We exemplified our idea of learning mitigating genetic drift by considering the effect of learning in the context of predation. However, for the same reasons, learning exerts the same influence on genetic drift caused by any source of mortality, which individuals of a given species may learn to avoid. For example, if individuals of a given species were able to learn to avoid traffic from their experience, the effect on genetic drift would be identical to the learned ability to avoid or escape predators. To go even further, any learned improvement in the ability to find a partner for mating, to find food and thus decrease the risk of starvation, or to care for offspring and thus increase their chance of reaching adulthood, will, to some extent, help preserve genetic diversity despite the raw effects of drift. Accordingly, there may be other types of reactions, such as immunological memory, which could help preserve genetic diversity by mitigating genetic drift through the same principle.

It is important to note that our model assumes overlapping generations, and thus all our results apply only to such a situation. With nonoverlapping generations, the benefits of nonhereditary learning are likely to be nonexistent or much smaller as there is much less time for them to have any effect (provided that learning is immediate). In our scenarios with overlapping generations, individuals that got lucky and learned to evade predators effectively could reproduce several times before their death. With nonoverlapping generations, they would be able to reproduce only once regardless of how well they can escape predators which would undoubtedly reduce the benefits of learning.

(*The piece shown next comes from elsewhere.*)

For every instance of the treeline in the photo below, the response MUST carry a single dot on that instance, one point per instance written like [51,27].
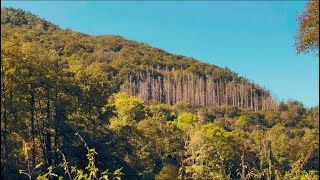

The here-described relationship between learning and genetic drift also leads to some testable predictions. First, species that can learn more effectively should, on average, better conserve genetic diversity than species of less capable learners living in populations of similar size. The second and connected prediction is that species that are “better learners” should have a lower risk of extinction. This prediction is in good agreement with a recent study showing that bird species with greater behavioral plasticity indeed have a lower risk of extinction12, even though there are also likely other reasons responsible for this connection, such as the likely ability of behavioral plasticity to reduce mortality rates. The third prediction. In regard to our findings, there are two types of excess mortality, one which individuals of a given species may learn to avoid, and second that members of that species cannot learn to avoid or escape. Our findings suggest that the first type of excess mortality should reduce genetic diversity to a smaller degree than the second type, even if they cause the same increase in mortality rates. The analogous predictions can also be made with regard to immunological memory or any process reducing mortality by a systematic reactive mechanism.

Overall, our results show that the conventional view considering genetic drift as independent of underlying species behavior is incomplete and that genetic drift may be affected by common processes such as learning or immunological memory even if overall population-level mortality rates remain the same. Furthermore, we have shown that the level of protection against genetic drift varies in different situations, suggesting that loss of genetic diversity by genetic drift is a more complex issue than previously thought. We hope that these findings will make existing models of evolution more precise and could prove useful in a variety of topics, including the development of effective species conservation strategies, studies of the evolutionary past as well as the evolutionary future.